Recently, I spent some time on the phone with Niall Ferguson, the Scottish historian and Milbank Family Senior Fellow at Stanford University’s Hoover Institution, for a review I was writing of his latest book, Doom: The Politics of Catastrophe. In the first chapter, Ferguson refers several times to religion as “magical thinking,” and I asked him if he had his own metaphysical framework for understanding events, or, if he did not, which one he preferred people to have. His response was fascinating.

“I was brought up an atheist—I didn’t become one,” he said. “I regard atheism as the religious faith I happened to be brought up in. It is, of course, as much a faith as Christianity or Islam—and I have the Calvinist brand, because my parents left the Church of Scotland. I was brought up, essentially, in a Calvinist ethical framework but with no God. This had its benefits—I was encouraged to think in a very critical way about religion and also about science, but I’ve come to see as a historian that you can’t base a society on that. Indeed, atheism, particularly in its militant forms, is really a very dangerous metaphysical framework for a society.”

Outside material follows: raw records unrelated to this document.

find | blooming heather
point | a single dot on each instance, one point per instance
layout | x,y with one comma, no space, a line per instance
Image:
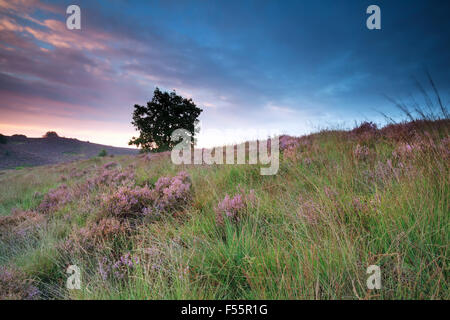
233,208
14,285
55,199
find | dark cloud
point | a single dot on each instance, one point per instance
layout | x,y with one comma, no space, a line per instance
260,58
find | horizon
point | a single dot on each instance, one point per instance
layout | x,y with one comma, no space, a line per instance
298,67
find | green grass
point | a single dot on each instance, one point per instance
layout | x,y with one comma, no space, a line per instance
398,220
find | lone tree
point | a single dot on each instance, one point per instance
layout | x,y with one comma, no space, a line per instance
3,139
50,134
164,114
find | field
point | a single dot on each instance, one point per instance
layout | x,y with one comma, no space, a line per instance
139,227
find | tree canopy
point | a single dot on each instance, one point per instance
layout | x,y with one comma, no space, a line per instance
162,115
50,134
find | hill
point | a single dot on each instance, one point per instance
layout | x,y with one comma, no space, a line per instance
20,151
143,228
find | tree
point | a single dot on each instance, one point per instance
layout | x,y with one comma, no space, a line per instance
164,114
51,134
3,139
102,153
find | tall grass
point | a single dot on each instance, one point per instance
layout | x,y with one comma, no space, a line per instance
340,202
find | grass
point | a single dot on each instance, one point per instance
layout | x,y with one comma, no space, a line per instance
341,201
315,228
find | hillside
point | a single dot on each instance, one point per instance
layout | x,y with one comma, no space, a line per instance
20,151
143,228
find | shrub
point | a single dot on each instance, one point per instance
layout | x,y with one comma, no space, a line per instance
55,198
20,223
14,285
119,269
95,236
172,193
169,194
128,202
234,208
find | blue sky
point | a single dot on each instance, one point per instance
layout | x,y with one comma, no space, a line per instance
289,66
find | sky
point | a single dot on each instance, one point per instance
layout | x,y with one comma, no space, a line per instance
254,67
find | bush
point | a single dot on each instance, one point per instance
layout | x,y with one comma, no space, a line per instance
14,285
103,153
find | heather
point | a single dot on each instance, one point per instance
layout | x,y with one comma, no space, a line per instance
140,227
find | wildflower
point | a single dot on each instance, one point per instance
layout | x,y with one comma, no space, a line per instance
55,198
233,208
14,285
361,152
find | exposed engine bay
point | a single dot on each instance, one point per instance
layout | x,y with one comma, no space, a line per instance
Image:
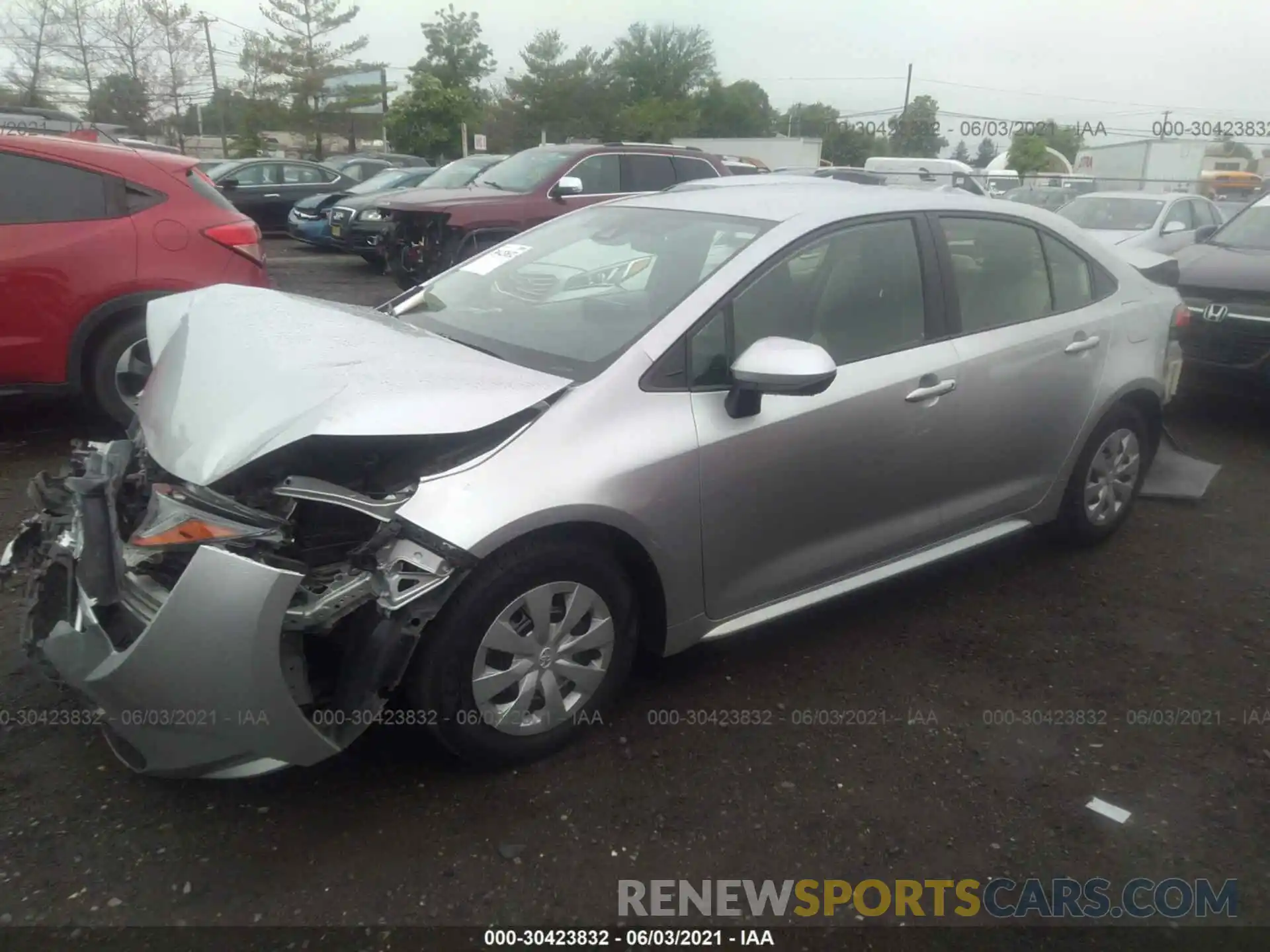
116,535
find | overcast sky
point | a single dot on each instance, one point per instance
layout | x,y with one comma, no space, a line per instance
1121,63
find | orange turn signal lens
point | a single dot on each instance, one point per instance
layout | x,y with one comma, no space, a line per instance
187,534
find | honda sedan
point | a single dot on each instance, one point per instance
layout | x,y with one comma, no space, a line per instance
646,424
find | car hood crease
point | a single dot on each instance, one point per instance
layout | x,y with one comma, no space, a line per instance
240,372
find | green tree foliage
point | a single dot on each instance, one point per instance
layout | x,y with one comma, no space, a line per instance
740,110
427,118
657,120
916,131
1028,154
986,153
305,56
570,97
124,99
456,55
663,61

“I know I can’t achieve religious faith,” he went on, “but I do think we should go to church. We don’t have, I don’t think, an evolved ethical system. I don’t buy the idea that evolution alone gets us to be moral. It can modify behaviour, but there’s just too much evidence that in the raw, when the constraints of civilisation fall away, we behave in the most savage way to one another. I’m a big believer that with the inherited wisdom of a two-millennia old religion, we’ve got a pretty good framework to work with.”